Obtaining reliable state estimates at high altitude but GPS-denied environments, such as between high-rise buildings or in the middle of deep canyons, is known to be challenging, due to the lack of direct distance measurements. Monocular visual-inertial systems provide a possible way to recover the metric distance through proper integration of visual and inertial measurements. However, the nonlinear optimization problem for state estimation suffers from poor numerical conditioning or even degeneration, due to difficulties in obtaining observations of visual features with sufficient parallax, and the excessive period of inertial measurement integration. Here we propose a spline-based high altitude estimator initialization method for monocular visual-inertial navigation system (VINS) with special attention to the numerical issues. Our formulation takes only inertial measurements that contain sufficient excitation, and drops uninformative measurements such as those obtained during hovering. In addition, our method explicitly reduces the number of parameters to be estimated in order to achieve earlier convergence. Based on the initialization results, a complete closed-loop system is constructed for high altitude navigation. Extensive experiments are conducted to validate our approach.
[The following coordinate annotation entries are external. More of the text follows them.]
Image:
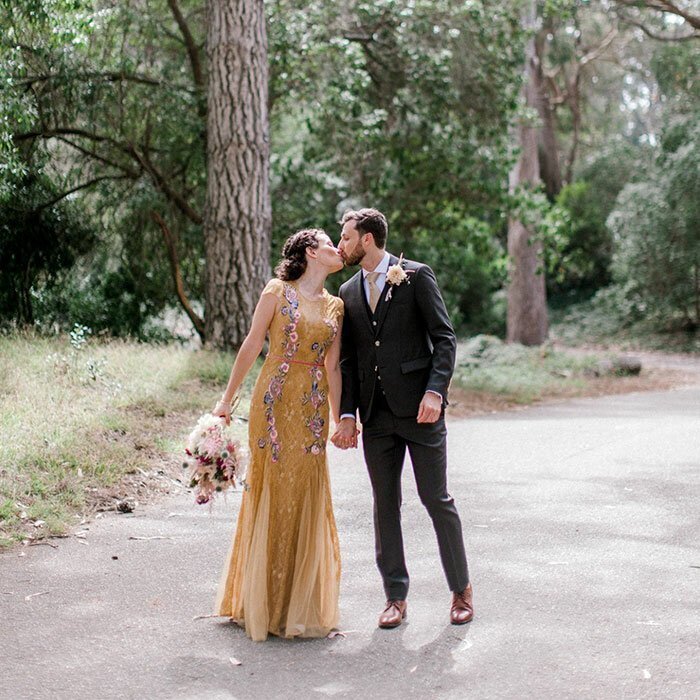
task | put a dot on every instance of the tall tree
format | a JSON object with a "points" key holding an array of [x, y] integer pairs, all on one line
{"points": [[526, 320], [238, 217]]}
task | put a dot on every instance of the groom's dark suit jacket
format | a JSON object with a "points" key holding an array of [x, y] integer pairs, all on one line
{"points": [[408, 344]]}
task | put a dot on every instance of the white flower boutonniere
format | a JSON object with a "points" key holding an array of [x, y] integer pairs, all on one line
{"points": [[396, 274]]}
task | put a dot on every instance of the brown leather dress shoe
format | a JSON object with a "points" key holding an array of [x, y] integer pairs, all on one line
{"points": [[462, 610], [394, 614]]}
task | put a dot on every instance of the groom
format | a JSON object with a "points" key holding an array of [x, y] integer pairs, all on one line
{"points": [[397, 358]]}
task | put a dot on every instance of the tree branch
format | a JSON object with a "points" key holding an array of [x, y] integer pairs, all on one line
{"points": [[658, 37], [130, 149], [102, 159], [164, 186], [190, 43], [666, 7], [83, 186], [197, 321], [111, 77]]}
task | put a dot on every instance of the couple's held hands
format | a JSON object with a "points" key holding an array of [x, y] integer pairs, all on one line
{"points": [[345, 434], [430, 408]]}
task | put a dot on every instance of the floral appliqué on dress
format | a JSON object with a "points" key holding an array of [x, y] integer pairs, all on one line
{"points": [[290, 346], [317, 397]]}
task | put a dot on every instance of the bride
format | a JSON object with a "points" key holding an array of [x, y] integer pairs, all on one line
{"points": [[282, 574]]}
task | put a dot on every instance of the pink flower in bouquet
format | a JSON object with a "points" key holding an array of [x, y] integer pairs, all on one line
{"points": [[214, 458]]}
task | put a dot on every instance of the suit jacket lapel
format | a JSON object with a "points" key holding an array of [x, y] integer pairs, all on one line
{"points": [[385, 302], [360, 301]]}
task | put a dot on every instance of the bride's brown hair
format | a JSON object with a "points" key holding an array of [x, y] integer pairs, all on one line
{"points": [[293, 263]]}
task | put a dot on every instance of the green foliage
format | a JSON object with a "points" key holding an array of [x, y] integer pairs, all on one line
{"points": [[99, 100], [40, 239], [469, 263], [580, 250], [656, 228]]}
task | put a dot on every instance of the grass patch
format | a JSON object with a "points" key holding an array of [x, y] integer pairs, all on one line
{"points": [[518, 374], [75, 440], [588, 323]]}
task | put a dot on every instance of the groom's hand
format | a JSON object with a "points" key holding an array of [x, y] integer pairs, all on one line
{"points": [[345, 434], [430, 408]]}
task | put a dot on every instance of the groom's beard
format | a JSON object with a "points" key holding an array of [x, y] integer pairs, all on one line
{"points": [[354, 258]]}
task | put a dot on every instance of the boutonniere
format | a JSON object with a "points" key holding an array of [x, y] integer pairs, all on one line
{"points": [[395, 275]]}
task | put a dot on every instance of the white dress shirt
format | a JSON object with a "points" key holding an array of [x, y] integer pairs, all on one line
{"points": [[382, 269]]}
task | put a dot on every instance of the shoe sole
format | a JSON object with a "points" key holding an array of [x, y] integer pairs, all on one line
{"points": [[466, 622], [391, 627]]}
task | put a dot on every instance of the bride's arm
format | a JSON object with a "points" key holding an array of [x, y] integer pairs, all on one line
{"points": [[250, 349], [335, 381]]}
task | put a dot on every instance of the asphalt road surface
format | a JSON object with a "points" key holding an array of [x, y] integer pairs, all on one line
{"points": [[582, 524]]}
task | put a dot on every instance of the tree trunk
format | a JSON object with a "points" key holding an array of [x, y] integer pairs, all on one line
{"points": [[550, 170], [238, 217], [527, 302]]}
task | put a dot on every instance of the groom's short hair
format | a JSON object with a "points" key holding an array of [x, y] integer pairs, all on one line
{"points": [[369, 221]]}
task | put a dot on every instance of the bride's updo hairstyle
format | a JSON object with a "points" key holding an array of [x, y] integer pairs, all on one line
{"points": [[293, 263]]}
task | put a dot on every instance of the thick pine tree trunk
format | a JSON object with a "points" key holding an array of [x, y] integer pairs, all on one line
{"points": [[527, 300], [550, 170], [237, 220]]}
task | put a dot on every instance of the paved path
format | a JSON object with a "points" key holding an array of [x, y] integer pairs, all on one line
{"points": [[582, 527]]}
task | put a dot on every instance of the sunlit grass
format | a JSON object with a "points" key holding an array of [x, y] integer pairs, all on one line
{"points": [[65, 437], [517, 373]]}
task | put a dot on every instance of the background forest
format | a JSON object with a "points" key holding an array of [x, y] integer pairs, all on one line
{"points": [[407, 105]]}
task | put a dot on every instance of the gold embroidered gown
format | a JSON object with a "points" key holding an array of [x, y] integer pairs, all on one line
{"points": [[283, 572]]}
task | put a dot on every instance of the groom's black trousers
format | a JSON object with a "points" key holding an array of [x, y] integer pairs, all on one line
{"points": [[385, 439]]}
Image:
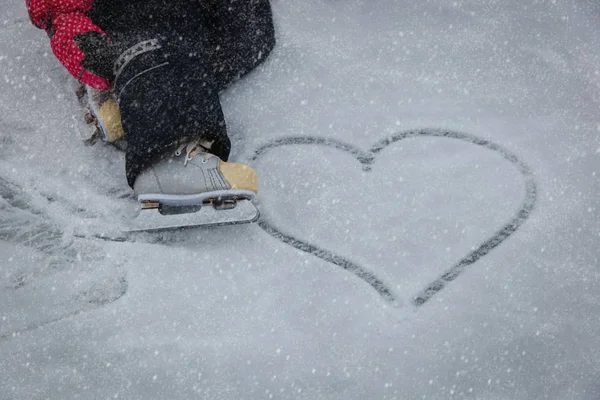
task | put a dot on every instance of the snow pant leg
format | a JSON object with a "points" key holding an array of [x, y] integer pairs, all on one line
{"points": [[166, 95], [240, 36]]}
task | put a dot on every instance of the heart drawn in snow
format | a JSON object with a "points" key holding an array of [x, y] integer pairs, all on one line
{"points": [[390, 187]]}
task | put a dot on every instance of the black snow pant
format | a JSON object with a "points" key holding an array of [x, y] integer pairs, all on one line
{"points": [[168, 82]]}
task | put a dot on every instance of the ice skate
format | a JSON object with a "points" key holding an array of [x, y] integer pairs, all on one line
{"points": [[192, 187], [101, 113]]}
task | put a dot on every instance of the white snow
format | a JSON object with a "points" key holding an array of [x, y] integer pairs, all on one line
{"points": [[235, 313]]}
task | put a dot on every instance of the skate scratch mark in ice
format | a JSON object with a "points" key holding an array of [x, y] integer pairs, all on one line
{"points": [[93, 305], [22, 225], [367, 159]]}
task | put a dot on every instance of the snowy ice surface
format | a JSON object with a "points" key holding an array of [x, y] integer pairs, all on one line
{"points": [[235, 313]]}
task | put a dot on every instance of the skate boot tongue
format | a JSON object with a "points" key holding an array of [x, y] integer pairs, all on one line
{"points": [[193, 149], [192, 173]]}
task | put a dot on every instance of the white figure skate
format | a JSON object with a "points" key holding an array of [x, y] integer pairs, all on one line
{"points": [[192, 187]]}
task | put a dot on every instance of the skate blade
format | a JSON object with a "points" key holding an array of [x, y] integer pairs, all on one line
{"points": [[170, 217]]}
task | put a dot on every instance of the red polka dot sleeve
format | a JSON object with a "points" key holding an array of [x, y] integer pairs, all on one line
{"points": [[63, 20]]}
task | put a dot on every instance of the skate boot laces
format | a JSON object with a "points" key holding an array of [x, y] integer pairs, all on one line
{"points": [[192, 149]]}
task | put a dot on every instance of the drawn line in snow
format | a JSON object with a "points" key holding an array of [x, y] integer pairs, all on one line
{"points": [[366, 159]]}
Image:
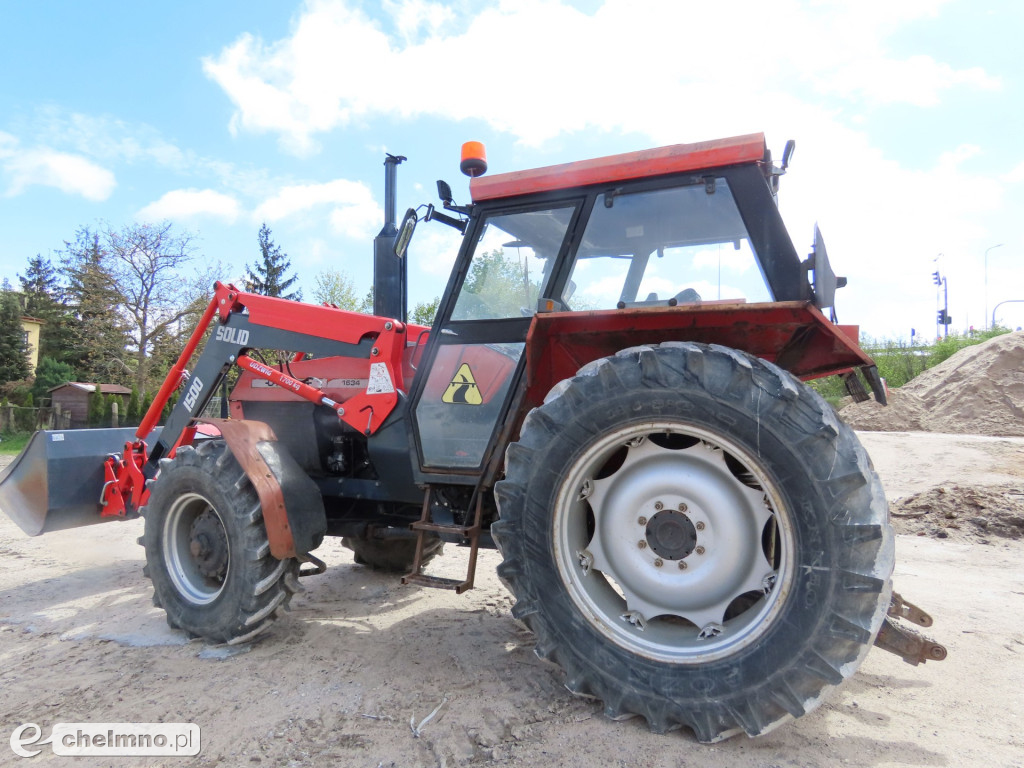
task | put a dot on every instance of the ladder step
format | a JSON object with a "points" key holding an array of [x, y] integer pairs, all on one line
{"points": [[465, 530], [437, 583]]}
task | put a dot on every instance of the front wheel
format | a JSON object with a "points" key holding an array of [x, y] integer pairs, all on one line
{"points": [[695, 539], [207, 550]]}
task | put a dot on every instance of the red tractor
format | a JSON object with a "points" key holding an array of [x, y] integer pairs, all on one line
{"points": [[610, 393]]}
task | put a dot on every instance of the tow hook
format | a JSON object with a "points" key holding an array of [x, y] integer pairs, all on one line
{"points": [[911, 646]]}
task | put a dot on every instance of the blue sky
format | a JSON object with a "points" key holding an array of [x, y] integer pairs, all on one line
{"points": [[220, 116]]}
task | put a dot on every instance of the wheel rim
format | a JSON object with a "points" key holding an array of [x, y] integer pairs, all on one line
{"points": [[196, 549], [673, 542]]}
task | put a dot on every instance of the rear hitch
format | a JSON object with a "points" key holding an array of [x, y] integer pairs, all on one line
{"points": [[911, 646]]}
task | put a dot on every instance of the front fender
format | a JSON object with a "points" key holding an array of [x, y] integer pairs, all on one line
{"points": [[293, 507]]}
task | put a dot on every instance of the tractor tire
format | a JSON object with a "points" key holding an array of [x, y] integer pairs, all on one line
{"points": [[207, 550], [391, 554], [694, 537]]}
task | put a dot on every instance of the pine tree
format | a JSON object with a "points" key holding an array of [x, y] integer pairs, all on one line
{"points": [[133, 416], [13, 350], [43, 297], [50, 374], [100, 336], [267, 275]]}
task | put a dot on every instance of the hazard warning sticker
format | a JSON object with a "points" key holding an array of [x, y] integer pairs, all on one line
{"points": [[463, 389], [380, 381]]}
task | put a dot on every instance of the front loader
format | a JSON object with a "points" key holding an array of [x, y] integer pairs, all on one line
{"points": [[611, 393]]}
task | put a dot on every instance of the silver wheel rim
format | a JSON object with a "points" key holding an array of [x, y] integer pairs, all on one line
{"points": [[178, 540], [673, 543]]}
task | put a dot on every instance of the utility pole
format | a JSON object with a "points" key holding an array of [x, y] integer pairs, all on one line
{"points": [[943, 313], [991, 248]]}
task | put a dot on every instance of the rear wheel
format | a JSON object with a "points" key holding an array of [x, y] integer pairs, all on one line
{"points": [[695, 539], [207, 550]]}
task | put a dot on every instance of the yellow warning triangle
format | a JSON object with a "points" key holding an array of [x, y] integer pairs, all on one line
{"points": [[463, 389]]}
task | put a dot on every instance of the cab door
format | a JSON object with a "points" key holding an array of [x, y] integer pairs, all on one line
{"points": [[474, 356]]}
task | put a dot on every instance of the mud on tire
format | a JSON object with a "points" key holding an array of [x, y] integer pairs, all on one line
{"points": [[207, 550], [694, 538]]}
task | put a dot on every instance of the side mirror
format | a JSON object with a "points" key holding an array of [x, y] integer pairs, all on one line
{"points": [[825, 281], [791, 145], [444, 192], [406, 232]]}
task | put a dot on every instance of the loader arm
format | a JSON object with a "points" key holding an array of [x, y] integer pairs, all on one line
{"points": [[241, 322]]}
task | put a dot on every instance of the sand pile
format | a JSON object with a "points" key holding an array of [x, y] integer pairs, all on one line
{"points": [[978, 514], [979, 390]]}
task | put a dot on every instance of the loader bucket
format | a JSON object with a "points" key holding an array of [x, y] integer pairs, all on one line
{"points": [[56, 481]]}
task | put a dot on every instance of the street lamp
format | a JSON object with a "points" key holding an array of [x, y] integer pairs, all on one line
{"points": [[990, 248]]}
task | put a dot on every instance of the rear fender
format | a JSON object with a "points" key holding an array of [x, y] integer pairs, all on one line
{"points": [[293, 507]]}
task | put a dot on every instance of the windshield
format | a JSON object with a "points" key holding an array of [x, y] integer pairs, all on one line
{"points": [[511, 263], [684, 244]]}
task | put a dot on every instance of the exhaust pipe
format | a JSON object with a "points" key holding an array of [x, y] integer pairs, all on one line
{"points": [[390, 289]]}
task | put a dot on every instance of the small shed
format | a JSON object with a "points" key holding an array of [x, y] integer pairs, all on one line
{"points": [[73, 397]]}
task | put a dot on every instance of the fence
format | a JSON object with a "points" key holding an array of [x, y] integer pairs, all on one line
{"points": [[17, 419]]}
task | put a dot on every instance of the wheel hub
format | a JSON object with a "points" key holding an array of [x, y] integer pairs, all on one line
{"points": [[671, 535], [674, 548], [195, 548], [208, 545]]}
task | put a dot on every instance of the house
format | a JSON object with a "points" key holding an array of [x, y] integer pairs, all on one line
{"points": [[73, 397], [32, 327]]}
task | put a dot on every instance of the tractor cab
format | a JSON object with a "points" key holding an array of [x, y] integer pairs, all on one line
{"points": [[595, 244]]}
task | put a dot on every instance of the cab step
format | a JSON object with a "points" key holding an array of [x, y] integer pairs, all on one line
{"points": [[469, 532]]}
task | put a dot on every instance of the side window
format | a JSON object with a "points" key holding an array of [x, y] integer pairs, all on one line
{"points": [[511, 263], [687, 244]]}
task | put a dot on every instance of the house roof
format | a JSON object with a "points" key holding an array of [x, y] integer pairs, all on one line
{"points": [[103, 388]]}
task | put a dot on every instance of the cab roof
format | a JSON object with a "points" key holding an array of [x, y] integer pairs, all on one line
{"points": [[634, 165]]}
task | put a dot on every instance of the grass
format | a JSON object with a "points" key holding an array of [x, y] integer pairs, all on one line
{"points": [[12, 442]]}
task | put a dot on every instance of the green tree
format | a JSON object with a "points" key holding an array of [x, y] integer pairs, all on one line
{"points": [[43, 297], [13, 349], [335, 287], [49, 374], [99, 332], [96, 412], [268, 275], [424, 311], [498, 286], [134, 414]]}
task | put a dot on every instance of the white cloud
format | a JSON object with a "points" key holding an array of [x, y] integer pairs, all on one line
{"points": [[919, 80], [181, 204], [42, 166], [338, 66], [353, 211]]}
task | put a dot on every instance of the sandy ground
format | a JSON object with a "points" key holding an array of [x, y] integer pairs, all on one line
{"points": [[338, 679]]}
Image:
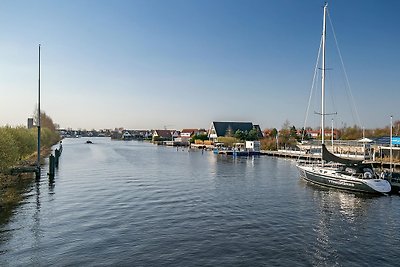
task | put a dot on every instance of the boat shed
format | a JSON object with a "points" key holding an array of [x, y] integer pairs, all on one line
{"points": [[225, 128]]}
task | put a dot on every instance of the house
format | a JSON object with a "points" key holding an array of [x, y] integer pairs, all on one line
{"points": [[187, 133], [162, 135], [225, 128]]}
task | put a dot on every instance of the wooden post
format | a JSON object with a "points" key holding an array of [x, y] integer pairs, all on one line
{"points": [[57, 156], [51, 166]]}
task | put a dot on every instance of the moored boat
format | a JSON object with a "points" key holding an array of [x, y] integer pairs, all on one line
{"points": [[343, 174]]}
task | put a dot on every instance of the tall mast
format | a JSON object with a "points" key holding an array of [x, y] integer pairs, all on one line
{"points": [[323, 76], [391, 144], [39, 120]]}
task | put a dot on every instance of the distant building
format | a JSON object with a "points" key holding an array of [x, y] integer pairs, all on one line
{"points": [[162, 135], [225, 128]]}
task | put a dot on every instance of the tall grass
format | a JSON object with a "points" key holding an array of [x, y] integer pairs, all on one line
{"points": [[18, 143]]}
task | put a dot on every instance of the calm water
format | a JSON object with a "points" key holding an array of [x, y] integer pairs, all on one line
{"points": [[137, 204]]}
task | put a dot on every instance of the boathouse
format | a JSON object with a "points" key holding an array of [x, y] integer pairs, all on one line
{"points": [[225, 128]]}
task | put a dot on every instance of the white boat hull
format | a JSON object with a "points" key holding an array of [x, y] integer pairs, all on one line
{"points": [[332, 178]]}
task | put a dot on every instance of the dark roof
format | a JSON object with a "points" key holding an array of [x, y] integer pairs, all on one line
{"points": [[164, 133], [221, 127], [385, 140]]}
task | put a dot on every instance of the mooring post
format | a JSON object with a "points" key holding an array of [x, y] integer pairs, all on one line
{"points": [[51, 166], [57, 156]]}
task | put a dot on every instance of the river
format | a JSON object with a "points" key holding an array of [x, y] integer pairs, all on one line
{"points": [[129, 203]]}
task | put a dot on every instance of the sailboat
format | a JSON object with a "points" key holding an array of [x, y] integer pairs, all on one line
{"points": [[336, 172]]}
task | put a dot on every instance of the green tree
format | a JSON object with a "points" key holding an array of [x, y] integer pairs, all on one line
{"points": [[8, 149], [253, 135]]}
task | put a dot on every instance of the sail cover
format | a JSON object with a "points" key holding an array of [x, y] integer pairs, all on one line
{"points": [[329, 157]]}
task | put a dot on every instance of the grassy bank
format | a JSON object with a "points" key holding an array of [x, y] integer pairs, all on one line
{"points": [[18, 147]]}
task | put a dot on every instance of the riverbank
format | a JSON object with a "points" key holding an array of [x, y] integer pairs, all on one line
{"points": [[12, 186]]}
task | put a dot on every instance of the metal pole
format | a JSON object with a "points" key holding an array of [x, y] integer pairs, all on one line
{"points": [[39, 120], [391, 143]]}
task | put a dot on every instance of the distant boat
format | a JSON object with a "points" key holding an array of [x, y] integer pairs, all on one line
{"points": [[340, 173]]}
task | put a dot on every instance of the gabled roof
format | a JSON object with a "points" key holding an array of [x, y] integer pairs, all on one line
{"points": [[164, 133], [189, 130], [221, 127]]}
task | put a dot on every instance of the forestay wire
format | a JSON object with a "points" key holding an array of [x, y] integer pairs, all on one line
{"points": [[312, 89], [353, 103]]}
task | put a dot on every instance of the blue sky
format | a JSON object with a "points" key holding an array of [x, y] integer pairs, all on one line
{"points": [[184, 63]]}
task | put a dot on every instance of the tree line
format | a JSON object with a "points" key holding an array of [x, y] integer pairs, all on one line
{"points": [[20, 143]]}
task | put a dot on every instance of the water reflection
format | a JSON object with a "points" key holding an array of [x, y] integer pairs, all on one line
{"points": [[338, 220]]}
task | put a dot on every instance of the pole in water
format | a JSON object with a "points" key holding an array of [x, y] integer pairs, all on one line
{"points": [[51, 166], [39, 121]]}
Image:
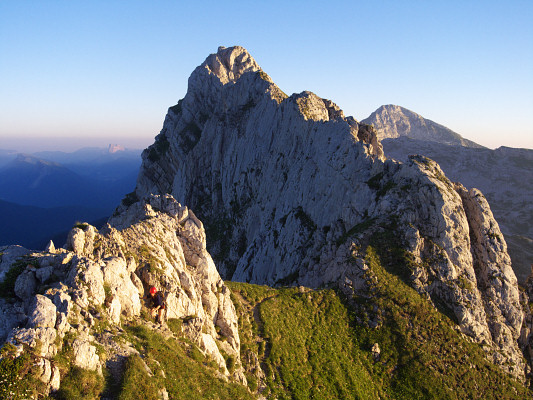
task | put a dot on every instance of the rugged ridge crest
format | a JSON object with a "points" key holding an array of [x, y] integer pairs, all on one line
{"points": [[103, 277], [393, 121], [291, 190]]}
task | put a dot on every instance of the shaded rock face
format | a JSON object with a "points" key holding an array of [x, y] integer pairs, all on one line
{"points": [[290, 189], [504, 175], [105, 275], [393, 121], [244, 156]]}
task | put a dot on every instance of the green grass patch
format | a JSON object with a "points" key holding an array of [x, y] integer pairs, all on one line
{"points": [[187, 373], [310, 344], [81, 384]]}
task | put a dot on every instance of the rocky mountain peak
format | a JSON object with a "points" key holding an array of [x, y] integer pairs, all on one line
{"points": [[59, 299], [392, 121], [292, 192], [229, 63]]}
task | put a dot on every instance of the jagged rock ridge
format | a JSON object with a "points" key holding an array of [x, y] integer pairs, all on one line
{"points": [[289, 187], [104, 276], [504, 175], [393, 121]]}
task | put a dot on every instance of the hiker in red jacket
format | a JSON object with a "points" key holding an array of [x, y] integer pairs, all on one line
{"points": [[156, 304]]}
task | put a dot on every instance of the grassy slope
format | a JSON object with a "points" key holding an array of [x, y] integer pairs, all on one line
{"points": [[314, 348]]}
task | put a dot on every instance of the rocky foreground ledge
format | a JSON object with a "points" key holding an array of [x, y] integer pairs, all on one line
{"points": [[100, 279]]}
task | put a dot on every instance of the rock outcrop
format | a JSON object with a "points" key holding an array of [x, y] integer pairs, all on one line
{"points": [[504, 175], [290, 190], [393, 121], [103, 278]]}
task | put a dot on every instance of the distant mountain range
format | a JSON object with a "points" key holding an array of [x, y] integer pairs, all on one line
{"points": [[504, 175], [393, 121], [43, 194]]}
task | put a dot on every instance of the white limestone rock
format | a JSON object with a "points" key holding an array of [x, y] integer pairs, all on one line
{"points": [[85, 355], [281, 181], [42, 313]]}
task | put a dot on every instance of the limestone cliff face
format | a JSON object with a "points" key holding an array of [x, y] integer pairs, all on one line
{"points": [[290, 190], [393, 121], [103, 276]]}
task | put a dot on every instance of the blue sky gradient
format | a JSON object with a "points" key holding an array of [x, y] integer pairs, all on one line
{"points": [[79, 73]]}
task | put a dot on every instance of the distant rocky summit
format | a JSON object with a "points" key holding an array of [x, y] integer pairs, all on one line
{"points": [[291, 191], [393, 121]]}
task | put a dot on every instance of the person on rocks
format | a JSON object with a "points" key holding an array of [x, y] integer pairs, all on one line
{"points": [[156, 302]]}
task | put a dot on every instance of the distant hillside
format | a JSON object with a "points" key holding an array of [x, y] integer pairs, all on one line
{"points": [[504, 175], [393, 121], [29, 180], [32, 227]]}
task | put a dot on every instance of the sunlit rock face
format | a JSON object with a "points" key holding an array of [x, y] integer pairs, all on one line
{"points": [[290, 191], [103, 277]]}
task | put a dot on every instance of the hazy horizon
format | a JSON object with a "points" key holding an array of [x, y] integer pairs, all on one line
{"points": [[104, 72]]}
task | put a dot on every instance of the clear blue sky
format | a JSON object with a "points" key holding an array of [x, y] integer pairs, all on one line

Robust initialization of monocular visual-inertial estimation on aerial robots

By Tong QIN

We propose a robust on-the-fly estimator initialization algorithm to provide high-quality initial states for monocular visual-inertial systems (VINS). Due to the non-linearity of VINS, a poor initialization can severely impact the performance of either filtering-based or graph-based methods. Our approach starts with a vision-only structure from motion (SfM) to build the up-to-scale structure of camera poses and feature positions. By loosely aligning this structure with pre-integrated IMU measurements, our approach recovers the metric scale, velocity, gravity vector, and gyroscope bias, which are treated as initial values to bootstrap the nonlinear tightly-coupled optimization framework. We highlight that our approach can perform on-the-fly initialization in various scenarios without using any prior information about system states and movement. The performance of the proposed approach is verified through the public UAV dataset and real-time onboard experiment. We make our implementation open source, which is the initialization part integrated in the VINS-Mono.